Aguinaldo Silva fez de Três Graças uma espécie de vitrine da própria carreira ao espalhar referências de novelas clássicas ao longo dos capítulos. Entre bordões populares, piadas internas, cenas recriadas e até personagens “ressuscitados” de outras tramas, o folhetim das 9 da Globo, que chega ao fim no dia 16 de maio, transformou a dramaturgia histórica em combustível para a narrativa.
Uma das referências mais recentes foi a recriação do icônico “trava-língua” de Solange Duprat (Lídia Brondi) em Vale Tudo (1989). Em conversa com Arminda (Grazi Massafera), Ferette (Murilo Benício) se enrola ao repetir a frase: “A gente pode enganar todo mundo por quase todo tempo, quase todo mundo por todo tempo, mas não pode enganar todo mundo por todo tempo”.

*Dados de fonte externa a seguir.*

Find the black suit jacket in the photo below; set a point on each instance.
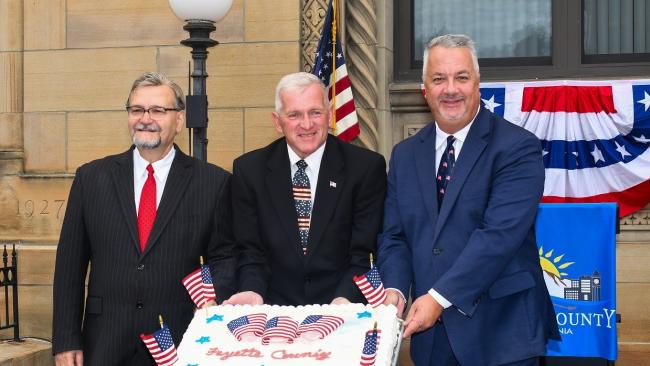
(346, 218)
(127, 289)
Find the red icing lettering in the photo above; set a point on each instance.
(319, 355)
(224, 355)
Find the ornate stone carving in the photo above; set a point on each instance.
(360, 24)
(311, 24)
(361, 37)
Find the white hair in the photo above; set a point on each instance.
(450, 41)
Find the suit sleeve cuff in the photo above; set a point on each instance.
(399, 292)
(439, 298)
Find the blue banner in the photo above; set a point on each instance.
(577, 251)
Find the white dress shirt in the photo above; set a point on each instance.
(312, 169)
(160, 173)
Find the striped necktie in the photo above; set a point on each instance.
(445, 168)
(302, 199)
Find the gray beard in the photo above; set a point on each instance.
(148, 145)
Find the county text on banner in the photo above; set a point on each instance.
(577, 252)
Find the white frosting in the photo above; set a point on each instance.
(208, 341)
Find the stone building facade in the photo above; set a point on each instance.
(65, 70)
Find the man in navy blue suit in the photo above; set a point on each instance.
(459, 226)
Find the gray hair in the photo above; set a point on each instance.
(298, 81)
(450, 41)
(151, 78)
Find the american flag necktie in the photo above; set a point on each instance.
(445, 168)
(302, 199)
(147, 208)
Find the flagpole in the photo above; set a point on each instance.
(333, 82)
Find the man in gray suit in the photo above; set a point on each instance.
(137, 222)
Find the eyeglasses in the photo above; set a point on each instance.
(137, 111)
(312, 114)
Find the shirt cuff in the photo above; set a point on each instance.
(439, 298)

As autorreferências seguem em diferentes núcleos. Dona Josefa (Arlete Salles) já comparou Arminda à Viúva Porcina, de Roque Santeiro (1985), enquanto diálogos recuperaram expressões de Tieta (1989) e Fina Estampa (2011). O próprio Crô, personagem de Marcelo Serrado, reaparece em cena como uma extensão natural daquele universo criado por Aguinaldo. O mesmo acontece com Téo Pereira (Paulo Betti), o blogueiro venenoso de Império (2014).

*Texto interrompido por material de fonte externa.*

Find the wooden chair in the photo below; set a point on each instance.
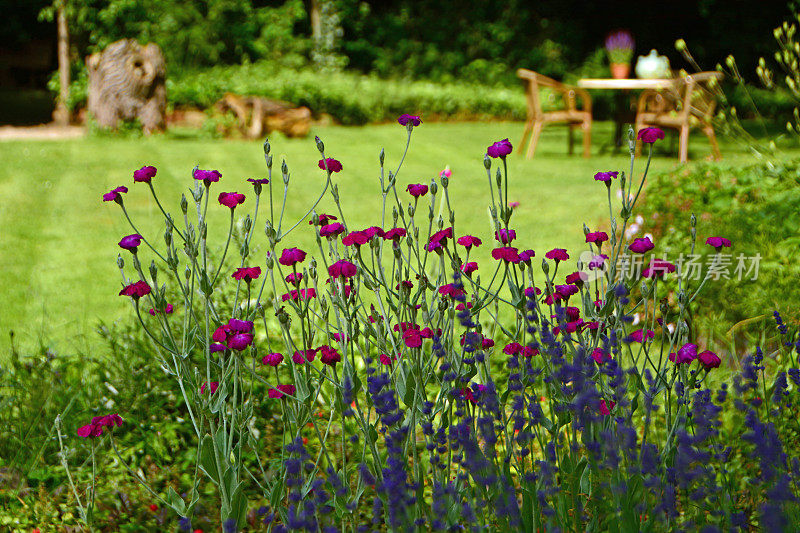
(571, 115)
(690, 103)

Mas a principal homenagem em Três Graças é dedicada a Nazaré Tedesco, vilã eternizada por Renata Sorrah em Senhora do Destino (2004). Em uma das sequências, Arminda empurra um rival escada abaixo, uma clara repetição de uma das imagens mais emblemáticas da televisão brasileira. A novela ainda espalha menções ao “cheiro de couro” e batiza a caminhonete de Joaquim (Marcos Palmeira) de “Nazaré”.
O texto também mistura referências externas ao universo das novelas. Arminda faz piadas envolvendo o BBB, em uma brincadeira com o passado de Grazi Massafera no reality show, e imita a “agachadinha” que Virginia Fonseca performou quando rainha de bateria da Grande Rio. Em outro momento, Aguinaldo inclui uma indireta ao banqueiro Daniel Vorcaro ao reproduzir, em diálogo, uma das mensagens íntimas vazadas do empresário. Já as cenas entre os personagens de Belo e Viviane Araújo parecem escritas com plena consciência da história do ex-casal fora da ficção, embalada por música do cantor criada para Gracyanne Barbosa.
O caso mais explícito de homenagem surgiu no capítulo exibido na última segunda-feira, 4, quando recriou uma das cenas mais célebres do cinema soviético. Na sequência, Arminda empurra o carrinho de bebê de Joélly (Alana Cabral) em uma escada, em clara referência a O Encouraçado Potemkin (1925), clássico dirigido por Sergei Eisenstein. O próprio autor confirmou a inspiração. Em Três Graças, Aguinaldo Silva parece decidido a transformar a nostalgia em linguagem narrativa e levar ao público contemporâneo a memória televisiva.